Immune thrombocytopenia (ITP) is a rare disorder that causes low platelet counts. If you have ITP, the most important step to protecting your health is working with a healthcare provider. ITP requires monitoring and treatment. The type of treatment will depend on a number of factors, including age, platelet count, symptoms, medical history, medications, and other medical conditions. It also involves taking precautions to avoid injury, bleeding, and factors that can affect your platelet count.

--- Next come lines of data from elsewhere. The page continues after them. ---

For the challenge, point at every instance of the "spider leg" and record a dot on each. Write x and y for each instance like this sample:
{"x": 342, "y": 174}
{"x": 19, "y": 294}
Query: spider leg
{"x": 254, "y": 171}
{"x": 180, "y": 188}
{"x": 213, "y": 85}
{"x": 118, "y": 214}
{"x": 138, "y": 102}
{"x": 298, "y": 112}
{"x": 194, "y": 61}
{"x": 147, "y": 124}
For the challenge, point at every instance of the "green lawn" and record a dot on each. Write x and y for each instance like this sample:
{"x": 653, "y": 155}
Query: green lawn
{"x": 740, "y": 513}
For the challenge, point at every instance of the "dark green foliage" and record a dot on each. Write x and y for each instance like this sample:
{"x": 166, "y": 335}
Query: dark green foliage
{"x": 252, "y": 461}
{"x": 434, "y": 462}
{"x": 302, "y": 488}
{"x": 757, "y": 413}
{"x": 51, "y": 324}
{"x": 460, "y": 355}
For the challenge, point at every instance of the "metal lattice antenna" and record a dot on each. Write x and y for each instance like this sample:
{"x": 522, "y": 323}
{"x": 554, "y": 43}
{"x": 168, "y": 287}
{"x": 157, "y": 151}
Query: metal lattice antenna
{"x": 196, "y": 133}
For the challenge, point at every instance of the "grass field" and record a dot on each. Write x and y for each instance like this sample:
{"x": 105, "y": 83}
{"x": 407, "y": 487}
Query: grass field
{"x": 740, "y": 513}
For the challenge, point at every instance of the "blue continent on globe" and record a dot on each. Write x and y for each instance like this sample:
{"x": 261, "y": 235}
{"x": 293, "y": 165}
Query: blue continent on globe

Below are some tips and precautions that may help reduce your risk of bleeding.

Exercise caution

Exercise is an important component of physical and mental wellbeing, but certain activities come with a much higher risk of cuts, bruises, abrasions, and other injuries. Sports like soccer, hockey, basketball, contact martial arts, cycling, and skateboarding are not recommended, as they have a high probability of taking a fall or being hit. High-impact or strenuous activities like running and lifting heavy weights may also pose a risk. Swimming, walking, hiking, and low-impact resistance training are better options.

Avoid aspirin and NSAIDs

Aspirin and NSAIDs interfere with your blood’s ability to clot, and may put you at further risk for bleeding. However, some people may need to take aspirin or NSAIDS to manage another health condition, and should consult with their healthcare providers about safe guidelines and alternatives. Vitamins and supplements should also be approved by your healthcare provider.

Choose the right toothbrush

Choosing the right toothbrush is a priority if you are at risk for bleeding symptoms. Bleeding gums is a frequently mentioned symptom of low platelet counts. Use a toothbrush with soft bristles to avoid damaging the gums when brushing, and brush gently. A children’s toothbrush or a sponge toothbrush are other options. You may also need to avoid flossing, which can cause bleeding in the gums. It’s also important that your dentist know about your platelet count, and to discuss upcoming dental work with your healthcare provider.

Beware of sharp objects

When your platelet counts are low, even small cuts can bleed a lot. Be mindful when using sharp objects like knives, scissors, and nail clippers. Shave with an electric razor, which carries a lower risk of nicks and cuts. Manicures, pedicures, waxing (and other hair-removal techniques like threading and electrolysis) should also be avoided, along with tattoos and piercings.

Dress appropriately

Protect yourself when working outside (such as gardening or yard work) by wearing long sleeves and pants, proper footwear, and sturdy work gloves to protect your hands.

Practice safe sex

Sex often involves friction, which can unfortunately lead to injuries and bleeding. Use plenty of lubricant to reduce friction, and don’t get too rough (to avoid bruising and other injuries). Patients with low platelet counts are advised not to have anal sex, which is more likely to cause tearing.

Blow your nose carefully

Nosebleeds are another common symptom of chronic ITP and low platelet counts. Blowing your nose with too much force can cause nosebleeds. If you experience nosebleeds, discuss ways to prevent nosebleeds—such as using a humidifier in your home—with your healthcare provider.

Opt for pads instead of tampons

Heavy menstrual bleeding is another symptom of low platelet counts. Pads are recommended over tampons—tampons, vaginal suppositories (like the kind used to treat yeast infections), and anything else that is inserted into the vagina can damage delicate tissue when a person is prone to bleeding.

Don’t strain

Straining during a bowel movement can cause anal fissures (small tears in the tissue that lines the anus). If you’re struggling with constipation or hard stools, talk to your healthcare provider. On a similar note, do not use enemas, anal suppositories, or rectal thermometers. Also drink plenty of water and eat plenty of fiber.

Limit or avoid alcohol

Alcohol interferes with platelet function and inhibits blood’s ability to clot. Limited alcohol consumption may be okay for patients who have their platelet counts under control, but you should consult with your healthcare provider first. Do not drink excessively—not only will it impair your body’s ability to stop bleeding, it also increases your risk of injury.